Number);The usage amount of peptizing agent is 2.5%-5% (mass fraction for accounting for oxide precursor object);The usage amount of extrusion aid is 3%-
8% (mass fraction for accounting for oxide precursor object);Drying temperature is 100-120 DEG C, drying time 6-24h;Maturing temperature is
500-6500 DEG C, calcining time 5-12h.
The property of aluminum oxide precursor object prepared by the present invention: most probable pore size is that 12-23nm (accounts for total pore volume distribution
35%-65%), Kong Rongwei 0.85-1.6mL/g, specific surface area 280-400m2/g.The macropore oxidation prepared by this method
Alumina supporter most probable pore size is 15-25nm (30%-50% for accounting for total pore volume distribution), and the hole of pore size distribution 100nm-200nm accounts for
10%-25%, Kong Rongwei 0.8-2.0mL/g, specific surface area 250-380m2/g。
The method for preparing Hydrodemetalation catalyst using macropore alumina supporter proposed in the present invention is as follows: using etc.
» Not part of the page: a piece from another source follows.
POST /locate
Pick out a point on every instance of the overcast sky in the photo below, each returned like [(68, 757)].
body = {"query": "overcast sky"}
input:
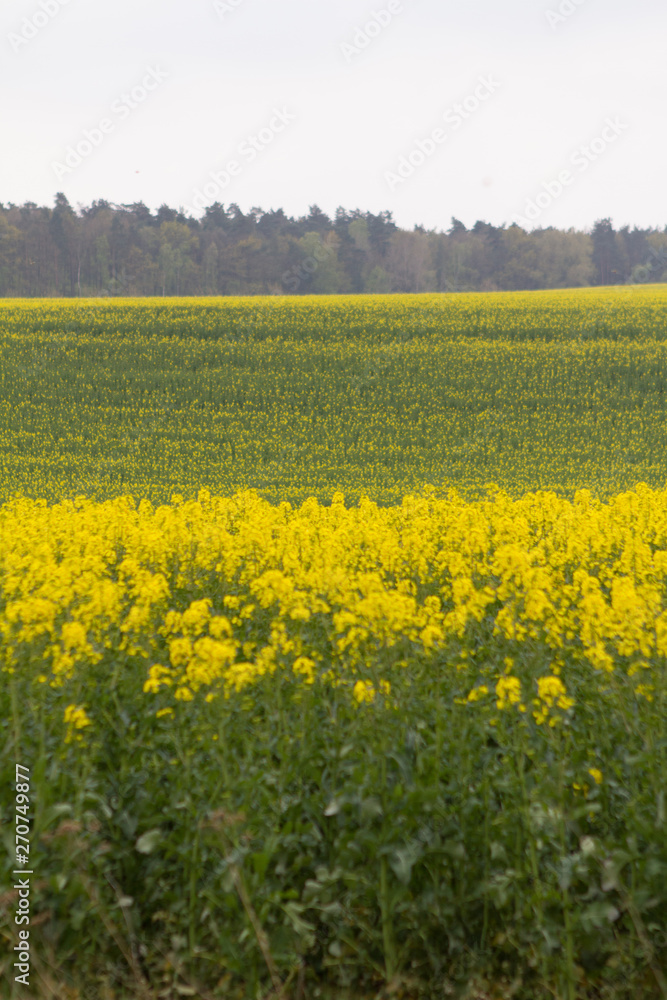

Volume impregnation method loads VIII race (Ni and Co, preferably Ni) and VI B race (W and Mo, preferably Mo) active metal component, then dry,
Hydrodemetalation catalyst is made in dry and roasting.Wherein, the preparation method of maceration extract: the ammonium molybdate or secondary of certain mass is weighed
Ammonium molybdate (in terms of MoO3, the load capacity of metal Mo is 4%-16%) and nickel nitrate or nickel acetate or basic nickel carbonate are (with NiO
Meter, the load capacity of W metal are 0.8%-4%), it is added in a certain amount of deionized water (according to the water absorption rate of the carrier of measurement
The volume of maceration extract needed for calculating), it is 9-10, heating stirring that the ammonium hydroxide that mass fraction is 25%, which is then added, and adjusts maceration extract pH
To solution clear.Drying process is the dry 4-12h at 90-120 DEG C, and roasting is the atmosphere of the oxygen at 500-650 DEG C
Middle roasting 4-8h.
The property of the Hydrodemetalation catalyst of the method for the present invention preparation is as follows: most probable pore size is 15-25nm (Zhan Zongkong
Hold the 40%-60% of distribution), aperture is that the hole of 100-200nm accounts for 10-20%, Kong Rongwei 0.65-1.6mL/g, and specific surface area is
135-280m2/ g, crushing strength 14-19N/mm.Hydrodemetalation catalyst prepared by the present invention can be used for various heavys
The hydrodemetallization process of distillate and residual oil, the hydrodemetallization process particularly suitable for deasphalted oil.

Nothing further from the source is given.